Вот она, исповедь Мари Перейры: как у всякой Марии, был у нее свой Иосиф. Жозеф Д’Коста, санитар в клинике на Педдер-роуд, а именно в родильном доме доктора Нарликара («Ага!» – Падма наконец улавливает связь), где сама Мари служила акушеркой. Сначала все шло как нельзя лучше: он приглашал ее на чашечку чая, или ласси[48], или фалуды[49] и говорил нежные слова. Глаза у него были, как буравчики, жесткие и сверлящие, зато речи – ласковые и красивые. Мари, крохотная, пухленькая, целомудренная, расцветала от его ухаживаний, но теперь все изменилось.
– Вдруг, вдруг ни с того ни с сего он стал все время принюхиваться. Странно так, задирая нос. Я его спрашиваю: «Ты что, простыл, Джо?» А он говорит нет; нет, говорит он; я принюхиваюсь к северному ветру. А я ему говорю: Джо, в Бомбее ветер дует с моря, с запада дует ветер, Джо… Тонким, прерывающимся голоском описывает Мари Перейра, как разозлился на это Жозеф Д’Коста, как стал втолковывать ей: «Ты, Мари, ничего не знаешь, ветер нынче дует с севера и несет с собой смерть. Эта независимость – она только для богатых, а бедняков заставят давить друг друга, как мух. В Пенджабе, в Бенгалии. Мятежи, мятежи, бедняки на бедняков{85}. Такое поветрие».
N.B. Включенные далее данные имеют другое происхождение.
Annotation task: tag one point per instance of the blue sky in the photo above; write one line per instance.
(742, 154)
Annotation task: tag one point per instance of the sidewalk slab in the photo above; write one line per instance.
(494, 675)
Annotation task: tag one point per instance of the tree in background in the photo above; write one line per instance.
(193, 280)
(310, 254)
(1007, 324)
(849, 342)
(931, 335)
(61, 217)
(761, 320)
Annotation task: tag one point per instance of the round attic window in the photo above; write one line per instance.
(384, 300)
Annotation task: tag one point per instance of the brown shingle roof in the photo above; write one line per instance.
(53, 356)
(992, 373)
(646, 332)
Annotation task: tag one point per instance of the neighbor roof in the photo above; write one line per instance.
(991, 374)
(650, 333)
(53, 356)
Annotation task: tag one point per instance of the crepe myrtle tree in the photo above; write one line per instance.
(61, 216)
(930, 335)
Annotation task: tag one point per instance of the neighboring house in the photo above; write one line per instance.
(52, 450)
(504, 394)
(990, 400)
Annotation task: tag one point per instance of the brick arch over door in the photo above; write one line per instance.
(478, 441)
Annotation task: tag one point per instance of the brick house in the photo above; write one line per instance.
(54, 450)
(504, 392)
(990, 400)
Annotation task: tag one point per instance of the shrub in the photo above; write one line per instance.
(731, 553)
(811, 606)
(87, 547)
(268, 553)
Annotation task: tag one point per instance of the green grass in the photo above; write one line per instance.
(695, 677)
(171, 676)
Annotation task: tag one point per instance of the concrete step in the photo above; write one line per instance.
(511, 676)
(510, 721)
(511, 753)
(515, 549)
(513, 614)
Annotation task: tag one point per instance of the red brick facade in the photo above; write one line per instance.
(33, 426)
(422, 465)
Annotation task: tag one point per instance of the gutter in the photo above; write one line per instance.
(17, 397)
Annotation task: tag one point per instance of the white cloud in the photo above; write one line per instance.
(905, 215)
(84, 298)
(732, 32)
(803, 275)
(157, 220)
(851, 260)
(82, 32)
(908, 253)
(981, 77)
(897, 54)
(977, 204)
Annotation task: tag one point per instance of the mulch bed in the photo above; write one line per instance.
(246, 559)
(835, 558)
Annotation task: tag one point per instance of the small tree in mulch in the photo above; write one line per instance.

И Мари ему: «Ты городишь чепуху, Джо; тебе-то что до этих скверных, паршивых дел? Разве мы не можем жить тихо-спокойно?»
«И не надейся: ничегошеньки ты не знаешь».
«Но, Жозеф, даже если это и правда насчет резни, так то индусы и мусульмане; к чему добрым христианам встревать в эту распрю? Те ведь убивали друг друга с начала времен».
«Опять ты со своим Христом. Как же ты не можешь взять в толк, что это – религия белых? Оставь белых богов белым людям. Умирают-то нынче наши. Нужно бороться, нужно показать народу общего врага, понятно?»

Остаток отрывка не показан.